Luis Brion, admiral of Colombia, born at Curacoa, July 6,1782, died Sept. 20, 1821. He was sent at an early age to Holland to receive his education, his father being a native of that country; he entered the Dutch army, and afterward visited the United States, where he studied navigation. Upon the death of his father he bought a vessel, made several voyages, established a mercantile house at Curacoa, and in 1811 was appointed captain of a frigate in the service of the republic and state of Caracas. At his own expense he fitted out a fleet of vessels, and attacked the Spanish forces at the island of Margarita, where he gained a signal victory. Brion distinguished himself at the conquest of Guiana, and also at Santa Marta and Cartagena. The latter part of his life was rendered unhappy by a misunderstanding with Bolivar, which so preyed upon his mind that he became ill, and leaving the squadron returned to Curacoa, and soon died in poverty.
Luis De Morales, a Spanish painter, born in Badajoz in 1509, died there in 1586. Either from his constant choice of sacred subjects or (less probably) from the merits of his work, he received the surname of el Divino, the divine. His pictures were nearly all heads, generally of Christ or the Virgin; some authorities believe that there are no instances of his painting the figure at full length. His Ecce Homo and Mater Dolorosa are the best types of his paintings. In spite of his acknowledged ability, the prices he received for his works are said not to have been enough to compensate him for the great labor and time he spent upon them; and he lived in the greatest want until his old age, when he was supported by Philip II. His chief works are at Toledo, Val-ladolid, Burgos, and Granada.

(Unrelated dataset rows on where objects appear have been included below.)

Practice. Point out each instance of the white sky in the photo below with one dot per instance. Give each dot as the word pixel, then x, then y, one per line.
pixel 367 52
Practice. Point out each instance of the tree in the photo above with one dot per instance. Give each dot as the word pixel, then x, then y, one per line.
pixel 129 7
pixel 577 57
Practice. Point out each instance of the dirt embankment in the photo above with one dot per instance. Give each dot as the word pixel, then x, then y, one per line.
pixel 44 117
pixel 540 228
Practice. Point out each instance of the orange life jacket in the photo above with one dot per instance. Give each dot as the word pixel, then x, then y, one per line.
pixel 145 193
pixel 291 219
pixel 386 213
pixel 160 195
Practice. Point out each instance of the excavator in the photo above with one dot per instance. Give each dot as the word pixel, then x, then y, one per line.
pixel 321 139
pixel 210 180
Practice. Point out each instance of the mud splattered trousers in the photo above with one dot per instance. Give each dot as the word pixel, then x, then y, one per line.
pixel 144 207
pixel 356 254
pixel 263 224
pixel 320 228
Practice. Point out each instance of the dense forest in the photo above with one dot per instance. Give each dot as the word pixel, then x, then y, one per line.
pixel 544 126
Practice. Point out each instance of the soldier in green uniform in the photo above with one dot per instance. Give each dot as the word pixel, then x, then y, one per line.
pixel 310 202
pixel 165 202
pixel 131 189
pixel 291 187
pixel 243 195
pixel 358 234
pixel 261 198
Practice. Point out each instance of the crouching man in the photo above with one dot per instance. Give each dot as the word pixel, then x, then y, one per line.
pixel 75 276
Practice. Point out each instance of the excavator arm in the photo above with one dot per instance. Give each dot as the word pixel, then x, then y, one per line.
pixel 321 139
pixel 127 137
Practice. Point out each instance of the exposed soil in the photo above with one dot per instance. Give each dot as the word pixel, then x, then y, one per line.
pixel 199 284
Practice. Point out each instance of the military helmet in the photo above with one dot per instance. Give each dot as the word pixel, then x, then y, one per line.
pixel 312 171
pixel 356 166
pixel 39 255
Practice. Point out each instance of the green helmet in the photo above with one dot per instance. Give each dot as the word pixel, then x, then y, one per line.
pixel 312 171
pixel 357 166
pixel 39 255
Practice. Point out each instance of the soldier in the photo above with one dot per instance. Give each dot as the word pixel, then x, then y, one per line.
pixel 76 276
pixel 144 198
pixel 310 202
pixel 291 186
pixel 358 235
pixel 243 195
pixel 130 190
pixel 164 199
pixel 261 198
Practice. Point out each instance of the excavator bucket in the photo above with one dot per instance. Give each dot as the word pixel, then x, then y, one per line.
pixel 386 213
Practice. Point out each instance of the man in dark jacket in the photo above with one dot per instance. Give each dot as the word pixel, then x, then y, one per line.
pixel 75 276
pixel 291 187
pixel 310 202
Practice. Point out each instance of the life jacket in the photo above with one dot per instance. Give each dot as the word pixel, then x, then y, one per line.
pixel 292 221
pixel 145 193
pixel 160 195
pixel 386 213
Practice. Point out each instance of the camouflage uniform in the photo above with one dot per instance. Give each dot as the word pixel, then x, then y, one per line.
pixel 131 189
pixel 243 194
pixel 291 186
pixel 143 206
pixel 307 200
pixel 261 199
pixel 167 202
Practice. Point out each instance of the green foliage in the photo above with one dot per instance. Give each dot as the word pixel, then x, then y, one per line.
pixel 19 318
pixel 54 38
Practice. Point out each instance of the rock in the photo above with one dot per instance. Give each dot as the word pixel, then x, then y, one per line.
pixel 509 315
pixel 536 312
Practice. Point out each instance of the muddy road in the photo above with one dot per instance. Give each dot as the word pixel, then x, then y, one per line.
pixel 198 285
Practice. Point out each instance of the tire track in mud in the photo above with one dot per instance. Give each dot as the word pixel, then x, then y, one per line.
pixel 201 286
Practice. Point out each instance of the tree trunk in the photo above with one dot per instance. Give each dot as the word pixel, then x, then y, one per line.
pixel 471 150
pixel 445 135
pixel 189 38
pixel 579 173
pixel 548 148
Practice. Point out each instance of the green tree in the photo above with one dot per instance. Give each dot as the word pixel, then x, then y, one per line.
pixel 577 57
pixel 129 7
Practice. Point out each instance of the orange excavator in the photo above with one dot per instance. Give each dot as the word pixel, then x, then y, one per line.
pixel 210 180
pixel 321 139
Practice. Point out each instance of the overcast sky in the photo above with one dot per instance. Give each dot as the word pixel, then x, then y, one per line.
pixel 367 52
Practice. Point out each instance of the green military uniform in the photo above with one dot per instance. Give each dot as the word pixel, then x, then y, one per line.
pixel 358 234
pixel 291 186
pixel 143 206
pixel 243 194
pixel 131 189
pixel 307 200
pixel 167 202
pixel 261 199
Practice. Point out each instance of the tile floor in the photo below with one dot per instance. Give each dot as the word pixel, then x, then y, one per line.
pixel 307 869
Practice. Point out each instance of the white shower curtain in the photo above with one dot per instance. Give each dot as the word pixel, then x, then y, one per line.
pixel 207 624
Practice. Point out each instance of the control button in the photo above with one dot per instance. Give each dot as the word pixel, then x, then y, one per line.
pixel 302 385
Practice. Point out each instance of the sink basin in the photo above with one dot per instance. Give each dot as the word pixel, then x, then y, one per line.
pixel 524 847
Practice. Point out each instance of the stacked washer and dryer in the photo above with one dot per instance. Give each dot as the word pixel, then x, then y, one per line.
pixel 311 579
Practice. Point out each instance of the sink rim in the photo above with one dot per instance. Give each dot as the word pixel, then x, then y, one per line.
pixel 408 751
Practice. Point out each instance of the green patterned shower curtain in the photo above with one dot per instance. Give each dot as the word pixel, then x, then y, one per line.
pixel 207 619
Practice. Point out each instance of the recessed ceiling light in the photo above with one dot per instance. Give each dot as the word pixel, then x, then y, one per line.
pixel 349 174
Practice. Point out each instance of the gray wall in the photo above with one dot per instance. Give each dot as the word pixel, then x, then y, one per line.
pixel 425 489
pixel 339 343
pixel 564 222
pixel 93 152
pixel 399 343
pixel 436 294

Luis De Vargas, a Spanish painter, born in Seville in 1502, died there in 1568. He completed his studies in Rome, and spent many years in Italy, after which he greatly improved the school of Seville. His death was accelerated by the tortures which he endured in his ascetic frenzy. His portrait of the duchess of Alcala was regarded as equal to the works of Raphael. Only vestiges remain of his large religious fresco and oil paintings, but several of his most celebrated works are still extant, the best known being his painting representing the human genealogy of Christ, in the cathedral of Seville, called La generation.
See Mundt, Klara.
Lumkin, a N. county of Georgia, drained by Chestatee river and its branches; area, about 400 sq. m.; pop. in 1870, 5,101, of whom 462 were colored. A range of the Blue Ridge crosses its N. border. The surface is generally hilly, and the soil near the rivers highly productive. It contains several gold mines, which are the richest in the Atlantic region, and copper, silver, magnetic iron, and lead are also found. The chief productions in 1870 were 8,911 bushels of wheat, 82,013 of Indian corn, 8,828 of oats, 7,020 of sweet potatoes, 12,297 lbs. of tobacco, and 39,072 of butter. There were 325 horses, 831 milch cows, 1,423 other cattle, 2,383 sheep, 5,293 swine; 1 flour mill and 3 quartz mills. Capital, Dahlonega.